Gemini screen automation, even in its constrained early form, represents a meaningful step in the transition from AI as a conversational tool to AI as an active participant in daily digital life. The question is not whether this capability will expand, but how quickly Google can scale the app integrations, manage the cloud infrastructure costs, and bring the pricing model to a point where mainstream users find it genuinely worthwhile.

The daily request caps are honest about the current cost reality. Cloud-side processing to interpret screens, determine actions, and execute them at low latency is expensive. Until on-device models become powerful enough to handle this locally, usage limits will remain a feature of every tier. For users curious about where this technology sits in the broader AI agent landscape, our explainer on what agentic AI actually means in practice provides useful grounding. The rapid growth of AI relative to traditional search also suggests that consumers are increasingly comfortable with AI taking actions on their behalf, which bodes well for adoption once the price and access model matures.

Frequently Asked Questions

What apps does Gemini screen automation currently support?
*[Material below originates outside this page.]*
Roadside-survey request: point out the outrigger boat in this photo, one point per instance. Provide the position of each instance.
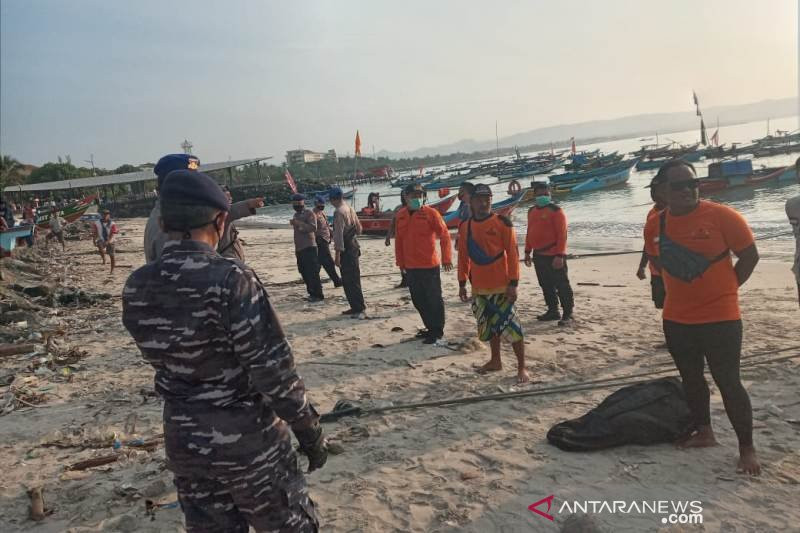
(70, 213)
(592, 180)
At launch, Gemini screen automation supports Lyft, Uber, GrubHub, DoorDash, Uber Eats, and Starbucks. Support is limited to these six apps, with expansion expected over time. The current app catalogue is heavily US-focused, limiting practical utility for users in Asia-Pacific markets.

Which Android devices support Gemini screen automation?

The Samsung Galaxy S26 series is the first device family to receive screen automation, available in the US and South Korea. Support for the Pixel 10, Pixel 10 Pro, and Pixel 10 Pro XL has been confirmed for the US but is not yet live at the time of writing.

How is Gemini screen automation different from Gemini Agent?

Screen automation runs a supported app in a virtual window on the device and uses cloud processing to execute in-app actions. Gemini Agent, by contrast, operates through a live browser instance entirely in the cloud and is currently exclusive to AI Ultra subscribers ($249.99/month), with a higher daily request allowance of 200 per day.

The AIinASIA View: Gemini screen automation is a genuinely useful step forward in mobile AI, but Google has structured the pricing so that it only becomes practical at a tier most consumers will not pay. The South Korea launch is encouraging, but until Grab, Gojek, and Zomato are on the supported list, this feature is largely irrelevant to the majority of Asia-Pacific users.